Threading through this all of this is River Song, pointedly oscillating, like the Doctor himself between elucidator and enigma. We’re meant to believe that her moral compass is pointing more toward the Seventh Doctor than the present incarnation – though in one of the episode’s few logic missteps (few?), I don’t quite understand how having her do an Absolom Daak demonstrates that (unless it’s because the pepperpot wasn’t armed). Still, there is something rather chilling about seeing this remnant scream for mercy and Alex Kingston enjoying its misunderstanding of the role River has in the Doctor’s life, her eyes sparkling. At some point, her “spoilers” catchphrase will begin to tire, but you suspect that Moffat will, in a timely manner, judge when that will be, and some of the answers will begin to flow.
Because in order to keep us interested, still guessing, still theorising, oh the mysteries some of which, like Hamlet's listlessness, may never be "solved". We don’t know who was controlling the TARDIS, who’s voice is slithering “Silence will fall” or why, as the Doctor notes, his time machine exploded in the first place. We don’t know what happened to the ducks in the duck pond. A crack, perhaps, but given how often these potentially otherwise picayune anatidae have been mentioned, no explanation to their relevance was forthcoming. What of the machine in The Lodger? Perhaps most importantly, will Arthur Darvill be in the opening credits now that he appears to be a full companion? He’s certainly earned it, having been in more episodes than Moffat’s written, and turned Rory into a character who feels as significant as Amy. Unless he really does become nu-Who’s equivalent of South Park’s Kenny, always existing on the precipice between life and death, ready to take the bullet or neutron ray when an episode is requiring an emotional crescendo.
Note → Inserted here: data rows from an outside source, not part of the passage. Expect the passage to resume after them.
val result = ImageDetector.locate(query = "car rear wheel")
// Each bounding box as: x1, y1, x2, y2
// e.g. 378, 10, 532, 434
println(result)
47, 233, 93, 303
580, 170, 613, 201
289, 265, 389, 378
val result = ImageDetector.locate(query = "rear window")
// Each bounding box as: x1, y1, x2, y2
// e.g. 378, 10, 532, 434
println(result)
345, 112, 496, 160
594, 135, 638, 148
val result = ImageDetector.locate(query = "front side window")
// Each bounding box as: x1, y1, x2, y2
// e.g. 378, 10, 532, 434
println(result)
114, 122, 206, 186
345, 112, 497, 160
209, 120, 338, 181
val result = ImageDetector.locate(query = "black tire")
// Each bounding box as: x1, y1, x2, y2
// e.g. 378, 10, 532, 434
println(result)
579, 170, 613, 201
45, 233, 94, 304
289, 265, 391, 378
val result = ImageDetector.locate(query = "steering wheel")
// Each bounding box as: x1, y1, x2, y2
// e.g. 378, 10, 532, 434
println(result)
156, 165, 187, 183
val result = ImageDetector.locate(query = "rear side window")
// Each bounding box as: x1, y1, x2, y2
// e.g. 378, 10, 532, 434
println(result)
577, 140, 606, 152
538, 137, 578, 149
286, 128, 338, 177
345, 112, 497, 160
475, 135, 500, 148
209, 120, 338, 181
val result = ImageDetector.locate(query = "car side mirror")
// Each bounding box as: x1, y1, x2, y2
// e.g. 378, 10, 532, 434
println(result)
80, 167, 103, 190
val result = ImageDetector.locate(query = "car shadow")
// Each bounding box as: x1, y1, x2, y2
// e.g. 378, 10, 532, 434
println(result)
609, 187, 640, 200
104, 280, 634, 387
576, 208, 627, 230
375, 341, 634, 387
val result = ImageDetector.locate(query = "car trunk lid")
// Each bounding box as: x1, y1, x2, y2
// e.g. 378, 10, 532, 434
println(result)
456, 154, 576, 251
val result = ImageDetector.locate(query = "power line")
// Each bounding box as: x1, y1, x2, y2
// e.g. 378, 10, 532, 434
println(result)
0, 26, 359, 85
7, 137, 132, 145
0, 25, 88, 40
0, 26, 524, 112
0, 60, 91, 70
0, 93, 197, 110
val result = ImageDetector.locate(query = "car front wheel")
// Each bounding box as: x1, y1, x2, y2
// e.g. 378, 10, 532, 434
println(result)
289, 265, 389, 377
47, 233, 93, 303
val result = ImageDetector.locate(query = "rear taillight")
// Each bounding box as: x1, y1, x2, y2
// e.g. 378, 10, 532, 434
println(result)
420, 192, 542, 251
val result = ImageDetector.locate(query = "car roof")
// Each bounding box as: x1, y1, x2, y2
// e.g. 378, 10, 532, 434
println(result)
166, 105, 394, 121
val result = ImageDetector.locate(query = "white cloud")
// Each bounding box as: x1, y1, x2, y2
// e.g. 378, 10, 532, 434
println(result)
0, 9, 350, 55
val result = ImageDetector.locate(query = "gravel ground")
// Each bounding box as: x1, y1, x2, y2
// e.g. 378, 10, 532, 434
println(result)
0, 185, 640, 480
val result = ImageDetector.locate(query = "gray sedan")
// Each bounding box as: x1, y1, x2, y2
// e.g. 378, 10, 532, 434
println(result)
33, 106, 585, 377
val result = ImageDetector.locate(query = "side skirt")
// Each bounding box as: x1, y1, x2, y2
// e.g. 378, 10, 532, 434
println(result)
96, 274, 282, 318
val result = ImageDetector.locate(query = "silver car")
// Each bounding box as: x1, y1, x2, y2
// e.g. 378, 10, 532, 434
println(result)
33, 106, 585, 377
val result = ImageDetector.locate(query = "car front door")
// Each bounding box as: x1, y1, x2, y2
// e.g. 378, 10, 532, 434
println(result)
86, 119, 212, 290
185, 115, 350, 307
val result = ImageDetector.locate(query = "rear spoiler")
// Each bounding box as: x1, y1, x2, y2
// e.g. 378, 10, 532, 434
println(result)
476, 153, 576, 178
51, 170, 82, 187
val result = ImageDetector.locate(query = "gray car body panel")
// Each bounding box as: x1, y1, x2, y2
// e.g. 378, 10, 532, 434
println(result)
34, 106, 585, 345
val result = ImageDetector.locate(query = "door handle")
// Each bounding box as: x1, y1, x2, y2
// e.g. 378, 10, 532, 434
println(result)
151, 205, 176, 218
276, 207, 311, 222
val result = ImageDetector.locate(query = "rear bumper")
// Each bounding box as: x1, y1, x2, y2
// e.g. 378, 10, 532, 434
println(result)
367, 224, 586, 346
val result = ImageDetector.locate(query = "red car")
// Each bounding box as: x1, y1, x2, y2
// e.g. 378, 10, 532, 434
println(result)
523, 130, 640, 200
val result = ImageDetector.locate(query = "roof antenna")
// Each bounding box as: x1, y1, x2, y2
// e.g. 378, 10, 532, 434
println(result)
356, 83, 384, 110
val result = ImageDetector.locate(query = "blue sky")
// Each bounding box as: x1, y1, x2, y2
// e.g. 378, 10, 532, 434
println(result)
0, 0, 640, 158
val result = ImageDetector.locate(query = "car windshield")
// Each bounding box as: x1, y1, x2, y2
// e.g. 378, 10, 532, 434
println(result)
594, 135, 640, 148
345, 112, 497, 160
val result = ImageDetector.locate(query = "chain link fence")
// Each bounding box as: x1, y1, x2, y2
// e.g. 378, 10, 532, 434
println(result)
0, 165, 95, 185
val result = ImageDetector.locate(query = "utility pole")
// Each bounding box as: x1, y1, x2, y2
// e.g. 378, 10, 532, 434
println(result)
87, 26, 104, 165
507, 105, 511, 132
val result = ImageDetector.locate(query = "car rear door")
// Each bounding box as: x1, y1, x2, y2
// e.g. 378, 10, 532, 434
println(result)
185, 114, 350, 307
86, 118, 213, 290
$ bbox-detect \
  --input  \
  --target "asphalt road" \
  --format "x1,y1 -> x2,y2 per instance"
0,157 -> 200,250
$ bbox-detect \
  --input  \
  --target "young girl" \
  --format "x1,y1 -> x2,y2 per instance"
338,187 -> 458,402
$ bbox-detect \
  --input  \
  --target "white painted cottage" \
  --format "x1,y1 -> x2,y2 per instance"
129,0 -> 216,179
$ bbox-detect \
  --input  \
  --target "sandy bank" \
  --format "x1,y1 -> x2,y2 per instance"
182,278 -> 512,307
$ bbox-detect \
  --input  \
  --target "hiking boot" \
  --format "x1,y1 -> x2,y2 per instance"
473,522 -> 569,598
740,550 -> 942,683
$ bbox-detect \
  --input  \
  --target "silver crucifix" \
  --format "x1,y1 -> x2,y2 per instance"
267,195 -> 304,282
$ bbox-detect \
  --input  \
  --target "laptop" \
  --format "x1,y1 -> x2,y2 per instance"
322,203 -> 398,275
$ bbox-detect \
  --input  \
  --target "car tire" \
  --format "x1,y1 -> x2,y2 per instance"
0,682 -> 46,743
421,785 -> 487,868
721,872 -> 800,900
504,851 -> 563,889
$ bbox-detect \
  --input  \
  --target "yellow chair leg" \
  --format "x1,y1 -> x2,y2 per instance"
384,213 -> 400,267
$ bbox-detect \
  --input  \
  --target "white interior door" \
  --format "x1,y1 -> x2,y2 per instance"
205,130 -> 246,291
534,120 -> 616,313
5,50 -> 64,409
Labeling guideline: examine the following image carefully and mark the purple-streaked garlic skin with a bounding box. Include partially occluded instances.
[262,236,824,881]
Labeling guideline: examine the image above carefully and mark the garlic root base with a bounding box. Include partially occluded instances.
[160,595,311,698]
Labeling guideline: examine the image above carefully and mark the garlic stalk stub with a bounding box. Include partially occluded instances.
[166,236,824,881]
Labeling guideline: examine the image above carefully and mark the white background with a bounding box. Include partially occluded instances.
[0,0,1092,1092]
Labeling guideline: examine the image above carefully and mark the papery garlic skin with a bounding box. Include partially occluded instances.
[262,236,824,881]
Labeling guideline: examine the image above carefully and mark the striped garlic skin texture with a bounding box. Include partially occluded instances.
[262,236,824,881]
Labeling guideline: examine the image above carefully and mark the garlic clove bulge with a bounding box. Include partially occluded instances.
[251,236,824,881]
In my review of The Eleventh Hour, I said I was “enchanted, beguiled, cheering, laughing and clapping” and that’s been my state through most of this series (though to be fair when has it ever not been?). The only slightly bogus journey was the Chibnall Silurian two-parter and even that held together well enough on the strength of its dialogue, its direction and performances. There was no New Earth, no Planet of the Ood. Even Victory of the Daleks entertained me, though I know it’s not been universally praised because of (amongst other things) the new Dalek design. What Moffat has done is to somehow mix our collective childhood memory of Doctor Who (before it was tarnished through our adult cynicism via dvd) with the needs of modern television for an emotional luminance and hired a Doctor who is able to embody both. If nothing else, I think we can all agree that in Matt Smith is a replacement for the other fella who may well yet eclipse him (assuming he hasn’t already).